A Triple-Responsive and Dual-NIR Emissive Fluorescence Probe for Precise Cancer Imaging and Therapy by Activating Pyroptosis Pathway.

Abstract

Revealing changes in the tumor microenvironment is crucial for understanding cancer and developing sensitive methods for precise cancer imaging and diagnosis. Intracellular hydrogen peroxide (H₂O₂) and microenvironmental factors (e.g., viscosity and polarity) are closely linked to various physiological and pathological processes, making them potential biomarkers for cancer. However, a triple-response theranostic probe for precise tumor imaging and therapy has not yet been achieved due to the lack of effective tools. Herein, we present a mitochondria-targeting near-infrared (NIR) fluorescent probe, VPH-5DF, capable of simultaneously monitoring H₂O₂, viscosity, and polarity through dual NIR channels. The probe specifically detects H₂O₂ via NIR emission (λ_em = 650 nm) and shows high sensitivity to microenvironmental viscosity/polarity in the deep NIR channel (λ_em ≈ 750 nm).
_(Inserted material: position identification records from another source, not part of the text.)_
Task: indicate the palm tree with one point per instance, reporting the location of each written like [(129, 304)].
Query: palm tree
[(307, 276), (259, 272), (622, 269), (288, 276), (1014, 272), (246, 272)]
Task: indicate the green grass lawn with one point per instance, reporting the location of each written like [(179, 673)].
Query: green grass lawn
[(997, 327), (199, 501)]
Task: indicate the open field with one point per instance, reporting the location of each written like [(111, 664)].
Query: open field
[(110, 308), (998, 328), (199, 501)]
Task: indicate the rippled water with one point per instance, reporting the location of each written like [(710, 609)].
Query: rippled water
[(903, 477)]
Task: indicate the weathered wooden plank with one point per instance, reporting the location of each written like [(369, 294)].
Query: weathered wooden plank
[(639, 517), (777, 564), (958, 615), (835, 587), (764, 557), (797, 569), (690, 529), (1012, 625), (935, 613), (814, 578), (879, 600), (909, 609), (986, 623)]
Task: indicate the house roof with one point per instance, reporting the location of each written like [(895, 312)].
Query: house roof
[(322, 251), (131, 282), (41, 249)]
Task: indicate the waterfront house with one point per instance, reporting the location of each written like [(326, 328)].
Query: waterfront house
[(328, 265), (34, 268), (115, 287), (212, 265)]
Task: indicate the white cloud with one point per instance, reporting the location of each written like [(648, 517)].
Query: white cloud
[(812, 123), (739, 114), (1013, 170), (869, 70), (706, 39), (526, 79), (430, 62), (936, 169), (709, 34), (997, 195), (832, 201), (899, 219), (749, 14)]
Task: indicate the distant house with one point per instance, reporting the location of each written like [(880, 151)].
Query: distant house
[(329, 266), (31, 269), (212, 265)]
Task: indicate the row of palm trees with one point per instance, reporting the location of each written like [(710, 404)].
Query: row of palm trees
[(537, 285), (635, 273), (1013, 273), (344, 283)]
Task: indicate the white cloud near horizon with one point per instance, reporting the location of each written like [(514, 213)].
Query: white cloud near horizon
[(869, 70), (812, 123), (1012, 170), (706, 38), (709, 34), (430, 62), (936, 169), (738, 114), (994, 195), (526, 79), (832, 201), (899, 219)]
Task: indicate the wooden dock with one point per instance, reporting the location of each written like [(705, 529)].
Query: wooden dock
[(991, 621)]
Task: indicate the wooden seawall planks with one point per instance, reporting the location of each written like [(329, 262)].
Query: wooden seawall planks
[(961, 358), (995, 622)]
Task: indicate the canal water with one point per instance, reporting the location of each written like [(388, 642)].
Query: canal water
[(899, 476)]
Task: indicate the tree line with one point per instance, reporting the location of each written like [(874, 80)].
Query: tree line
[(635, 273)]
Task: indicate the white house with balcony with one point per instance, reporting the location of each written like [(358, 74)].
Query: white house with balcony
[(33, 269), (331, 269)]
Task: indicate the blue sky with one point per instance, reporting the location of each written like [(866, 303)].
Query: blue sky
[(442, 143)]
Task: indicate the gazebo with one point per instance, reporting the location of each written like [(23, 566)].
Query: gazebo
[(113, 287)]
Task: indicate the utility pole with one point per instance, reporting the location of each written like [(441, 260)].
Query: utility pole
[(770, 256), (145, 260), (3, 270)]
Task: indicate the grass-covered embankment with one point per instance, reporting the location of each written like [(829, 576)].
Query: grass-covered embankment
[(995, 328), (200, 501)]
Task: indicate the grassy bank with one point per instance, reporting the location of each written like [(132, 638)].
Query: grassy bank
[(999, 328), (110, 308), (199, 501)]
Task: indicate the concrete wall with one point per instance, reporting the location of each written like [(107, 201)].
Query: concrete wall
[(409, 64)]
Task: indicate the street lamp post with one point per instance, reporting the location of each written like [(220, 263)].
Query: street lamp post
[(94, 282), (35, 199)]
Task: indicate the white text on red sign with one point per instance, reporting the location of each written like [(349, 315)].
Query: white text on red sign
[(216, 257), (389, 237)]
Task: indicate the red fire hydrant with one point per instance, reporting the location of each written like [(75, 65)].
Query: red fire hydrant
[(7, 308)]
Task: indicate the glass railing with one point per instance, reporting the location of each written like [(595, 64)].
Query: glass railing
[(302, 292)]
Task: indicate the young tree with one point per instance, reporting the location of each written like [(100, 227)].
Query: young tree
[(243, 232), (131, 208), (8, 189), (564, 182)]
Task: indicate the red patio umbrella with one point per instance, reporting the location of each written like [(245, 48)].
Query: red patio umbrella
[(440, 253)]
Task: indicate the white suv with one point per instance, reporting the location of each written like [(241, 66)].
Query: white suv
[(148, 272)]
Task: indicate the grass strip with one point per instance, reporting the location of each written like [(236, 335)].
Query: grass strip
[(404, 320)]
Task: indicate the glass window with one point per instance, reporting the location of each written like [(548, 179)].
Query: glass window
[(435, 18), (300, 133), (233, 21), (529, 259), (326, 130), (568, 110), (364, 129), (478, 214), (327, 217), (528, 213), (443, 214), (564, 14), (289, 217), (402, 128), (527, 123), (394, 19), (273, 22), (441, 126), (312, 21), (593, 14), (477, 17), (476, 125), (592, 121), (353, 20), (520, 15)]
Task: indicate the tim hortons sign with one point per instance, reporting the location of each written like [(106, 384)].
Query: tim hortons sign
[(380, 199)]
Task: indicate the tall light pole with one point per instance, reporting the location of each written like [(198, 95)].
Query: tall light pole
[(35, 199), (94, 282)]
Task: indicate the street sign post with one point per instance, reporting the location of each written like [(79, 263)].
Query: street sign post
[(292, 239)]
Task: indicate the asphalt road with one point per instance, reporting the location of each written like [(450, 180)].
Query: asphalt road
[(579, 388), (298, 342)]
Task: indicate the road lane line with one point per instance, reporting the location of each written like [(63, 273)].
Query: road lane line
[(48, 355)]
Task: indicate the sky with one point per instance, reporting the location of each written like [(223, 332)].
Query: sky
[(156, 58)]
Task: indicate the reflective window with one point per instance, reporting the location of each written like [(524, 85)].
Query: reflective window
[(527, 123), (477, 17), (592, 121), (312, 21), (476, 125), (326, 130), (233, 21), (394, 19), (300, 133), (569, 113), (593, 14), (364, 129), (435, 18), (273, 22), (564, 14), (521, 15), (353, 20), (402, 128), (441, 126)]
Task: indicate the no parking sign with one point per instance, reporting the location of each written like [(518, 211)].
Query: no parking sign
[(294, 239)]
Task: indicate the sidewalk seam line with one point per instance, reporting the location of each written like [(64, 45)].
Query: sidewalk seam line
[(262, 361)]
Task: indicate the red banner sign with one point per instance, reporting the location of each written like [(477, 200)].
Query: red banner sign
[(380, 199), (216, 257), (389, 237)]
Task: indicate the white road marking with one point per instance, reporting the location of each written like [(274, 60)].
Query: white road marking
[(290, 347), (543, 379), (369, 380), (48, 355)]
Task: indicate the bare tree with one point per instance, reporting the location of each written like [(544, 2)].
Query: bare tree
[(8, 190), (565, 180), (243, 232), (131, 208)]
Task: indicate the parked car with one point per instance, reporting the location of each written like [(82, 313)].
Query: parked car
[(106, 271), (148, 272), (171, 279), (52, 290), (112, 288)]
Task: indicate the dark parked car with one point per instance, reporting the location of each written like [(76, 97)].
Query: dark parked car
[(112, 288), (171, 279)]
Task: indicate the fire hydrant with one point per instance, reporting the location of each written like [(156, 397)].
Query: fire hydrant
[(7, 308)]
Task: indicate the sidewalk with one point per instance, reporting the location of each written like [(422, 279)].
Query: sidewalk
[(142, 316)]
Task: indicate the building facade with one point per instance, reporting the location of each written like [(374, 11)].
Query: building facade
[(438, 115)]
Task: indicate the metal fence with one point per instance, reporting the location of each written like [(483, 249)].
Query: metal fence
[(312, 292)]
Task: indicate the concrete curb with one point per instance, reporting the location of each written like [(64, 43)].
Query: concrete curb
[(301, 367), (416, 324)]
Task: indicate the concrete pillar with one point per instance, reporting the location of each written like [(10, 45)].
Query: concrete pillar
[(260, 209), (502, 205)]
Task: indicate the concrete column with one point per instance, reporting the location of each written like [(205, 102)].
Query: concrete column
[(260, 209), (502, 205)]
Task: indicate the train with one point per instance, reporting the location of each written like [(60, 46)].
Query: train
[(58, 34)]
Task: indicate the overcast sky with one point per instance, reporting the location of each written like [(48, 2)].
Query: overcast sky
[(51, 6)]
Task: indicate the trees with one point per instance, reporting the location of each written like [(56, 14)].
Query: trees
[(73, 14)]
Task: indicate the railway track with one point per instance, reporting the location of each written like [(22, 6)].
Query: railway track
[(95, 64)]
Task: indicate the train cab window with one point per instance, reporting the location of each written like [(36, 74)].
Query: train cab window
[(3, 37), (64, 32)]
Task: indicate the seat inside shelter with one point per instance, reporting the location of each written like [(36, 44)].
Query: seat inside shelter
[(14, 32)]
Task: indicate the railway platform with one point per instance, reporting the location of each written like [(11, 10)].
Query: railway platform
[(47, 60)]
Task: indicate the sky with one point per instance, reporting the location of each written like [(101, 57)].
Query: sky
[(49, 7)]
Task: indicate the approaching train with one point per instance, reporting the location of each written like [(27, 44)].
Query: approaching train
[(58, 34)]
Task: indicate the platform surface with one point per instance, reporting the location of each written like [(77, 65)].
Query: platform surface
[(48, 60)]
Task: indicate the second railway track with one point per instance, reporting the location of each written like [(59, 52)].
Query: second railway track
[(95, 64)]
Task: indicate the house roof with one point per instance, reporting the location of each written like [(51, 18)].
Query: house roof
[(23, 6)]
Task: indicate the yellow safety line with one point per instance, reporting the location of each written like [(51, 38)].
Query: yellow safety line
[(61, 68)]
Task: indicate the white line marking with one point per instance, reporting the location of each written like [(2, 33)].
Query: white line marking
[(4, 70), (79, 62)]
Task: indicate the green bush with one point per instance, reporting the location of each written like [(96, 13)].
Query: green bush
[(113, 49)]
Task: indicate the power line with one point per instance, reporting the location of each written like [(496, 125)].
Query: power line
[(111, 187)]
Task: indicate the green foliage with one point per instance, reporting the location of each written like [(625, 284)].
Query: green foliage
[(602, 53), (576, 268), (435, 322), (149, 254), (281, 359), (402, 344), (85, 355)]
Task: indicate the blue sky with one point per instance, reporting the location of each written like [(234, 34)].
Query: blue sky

Furthermore, the probe not only monitors mitochondrial polarity, viscosity, and fluctuations in endogenous/exogenous H₂O₂ levels but also distinguishes cancer cells from normal cells through multiple parameters. Additionally, VPH-5DF can be employed to monitor alterations in H₂O₂ levels, as well as changes in viscosity and polarity, during drug-induced pyroptosis in living cells. After treatment with VPH-5DF, chemotherapy-induced oxidative damage to the mitochondria in tumor cells activated the pyroptosis pathway, leading to a robust antitumor response, as evidenced in xenograft tumor models. Thus, this triple-response theranostic prodrug offers a new platform for precise in vivo cancer diagnosis and anticancer chemotherapy.